The TEE Node functions as an intermediary for consensus nodes, facilitating efficient validation of random challenges related to both idle space availability and the correctness of in-service data. While the TEE Node itself does not directly receive rewards, its operation enhances the overall performance of storage nodes, thereby indirectly benefiting the associated consensus nodes by increasing the likelihood of those nodes being selected as validators.

Users can quickly deploy TEE Nodes on supported devices using straightforward setup scripts. These nodes can be utilized to support the verification of storage nodes or consensus nodes, improving their efficiency and contributing to the scalability and security of the CESS network. This setup enables users to help optimize the consensus process, thus playing a key role in strengthening the overall ecosystem.

The TEE Node operates in three distinct modes: Full Mode, Marker Mode, and Verifier Mode, each serving different functions within the CESS network’s trusted execution environment (Intel SGX). These modes offer flexibility depending on the specific role and requirements of the node within the network.

Full Mode

Full Mode refers to the comprehensive operational mode of the TEE Node, where it supports all core functions.

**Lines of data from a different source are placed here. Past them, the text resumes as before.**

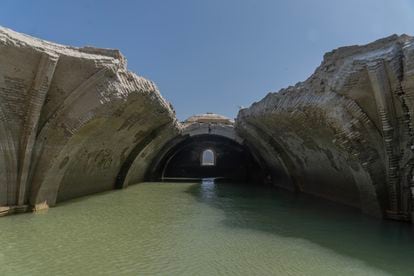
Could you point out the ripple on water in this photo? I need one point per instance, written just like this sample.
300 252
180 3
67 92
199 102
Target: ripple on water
202 229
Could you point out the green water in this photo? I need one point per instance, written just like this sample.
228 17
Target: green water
203 229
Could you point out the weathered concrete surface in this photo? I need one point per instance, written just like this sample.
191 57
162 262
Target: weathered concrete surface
346 132
69 118
192 136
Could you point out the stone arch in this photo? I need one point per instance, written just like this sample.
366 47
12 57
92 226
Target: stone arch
208 157
8 163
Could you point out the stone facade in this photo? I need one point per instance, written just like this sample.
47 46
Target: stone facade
346 132
74 121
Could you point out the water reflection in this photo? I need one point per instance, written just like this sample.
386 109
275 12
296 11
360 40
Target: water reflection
203 228
207 188
386 245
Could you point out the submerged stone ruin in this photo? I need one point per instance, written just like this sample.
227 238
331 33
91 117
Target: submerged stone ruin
75 121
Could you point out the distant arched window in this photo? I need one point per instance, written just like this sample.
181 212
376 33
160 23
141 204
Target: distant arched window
208 158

This includes:

• Initialization of In-Service Data: Handling the setup and preparation of active user data.

• Authentication and Replacement of Idle Space: Verifying the integrity of unused storage and repurposing it for data storage.

• Verification of Random Challenges: Performing random challenge validation for both idle space and in-service data to ensure integrity and availability.

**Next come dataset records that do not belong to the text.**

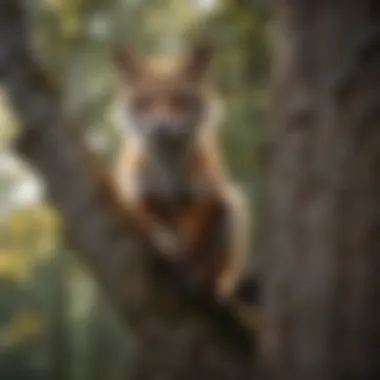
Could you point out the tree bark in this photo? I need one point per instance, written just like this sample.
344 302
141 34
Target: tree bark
321 284
178 335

Nodes running in Full Mode perform all the critical tasks needed to verify and maintain data within the CESS network, contributing to the overall security and trustworthiness of the system.

Marker Mode

Marker Mode is a more specialized operational mode, where the TEE Node focuses solely on specific tasks excluding random challenge verification. These tasks generally include:

• Initialization of In-Service Data: Setting up and managing user data within the trusted environment.

• Authentication of Idle Space: Verifying that unused storage space can be safely utilized for data storage.

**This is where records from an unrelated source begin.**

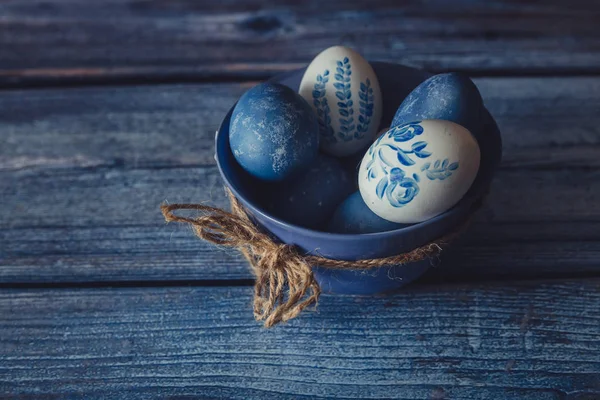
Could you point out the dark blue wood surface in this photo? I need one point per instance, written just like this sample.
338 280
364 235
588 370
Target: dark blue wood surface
100 299
533 340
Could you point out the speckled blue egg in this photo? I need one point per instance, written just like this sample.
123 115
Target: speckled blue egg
353 216
274 134
311 199
452 97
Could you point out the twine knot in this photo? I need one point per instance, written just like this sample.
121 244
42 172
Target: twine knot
285 284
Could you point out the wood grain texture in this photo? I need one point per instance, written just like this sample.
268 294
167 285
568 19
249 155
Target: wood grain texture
525 341
82 172
131 40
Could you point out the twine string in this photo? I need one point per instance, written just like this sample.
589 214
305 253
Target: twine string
285 284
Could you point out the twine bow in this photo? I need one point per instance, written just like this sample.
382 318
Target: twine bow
278 267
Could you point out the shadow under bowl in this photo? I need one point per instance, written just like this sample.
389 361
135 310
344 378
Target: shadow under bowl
396 83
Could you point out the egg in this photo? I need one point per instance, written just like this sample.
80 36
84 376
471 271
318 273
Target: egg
311 199
344 92
353 216
273 134
418 170
452 97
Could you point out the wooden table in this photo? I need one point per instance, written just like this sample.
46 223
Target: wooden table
109 108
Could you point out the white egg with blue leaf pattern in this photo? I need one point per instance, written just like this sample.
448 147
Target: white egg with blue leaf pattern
416 171
344 92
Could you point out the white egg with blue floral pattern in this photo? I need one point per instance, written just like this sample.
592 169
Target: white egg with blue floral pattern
344 92
416 171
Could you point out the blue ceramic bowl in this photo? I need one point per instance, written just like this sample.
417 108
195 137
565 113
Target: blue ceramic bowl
396 83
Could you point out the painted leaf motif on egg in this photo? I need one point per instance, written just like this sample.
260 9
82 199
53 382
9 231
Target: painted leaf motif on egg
344 91
416 171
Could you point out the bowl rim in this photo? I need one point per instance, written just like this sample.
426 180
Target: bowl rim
470 198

• Replacement of Idle Space: Repurposing idle storage space for active use.

In Marker Mode, the TEE Node does not interact with random challenge verification, and does not need to be bound to any specific consensus node. This mode is typically used when only the data authentication and management tasks are required, without the need for challenge-based validation.

Verifier Mode

Verifier Mode is focused exclusively on the random challenge verification function. Nodes running in this mode validate the challenges related to both idle space and in-service data, ensuring that the data integrity checks are properly executed. To operate in Verifier Mode—or as part of a Full Mode configuration that includes this function—the TEE Node must be bound to a consensus node. This binding ensures that the node's challenge verification activities are properly coordinated with the consensus mechanism.

Each mode allows the TEE Node to focus on specific tasks, optimizing the resources and operations of the CESS network based on the role it needs to fulfill, whether that is comprehensive data verification, space management, or random challenge validation.

TEE Worker

The main task of the TEE worker is to mark data (generate file tags) for user's files that are used in PoDR² (Proof of Data Reduplication and Recovery) proofs and to generate space-holder files for the space provided by the storage miners in PoIS (Proof of Idle Space) proofs. Every job completed in the TEE worker is tamper-proof and verifiable, which can effectively ensure data authenticity.

A TEE worker is bound to a consensus node and can only work after registering a transaction with the account signature of the consensus node. It requires a relatively high hardware requirement and needs the support of TEE functions. To balance out the higher cost, miners also earn a higher reward.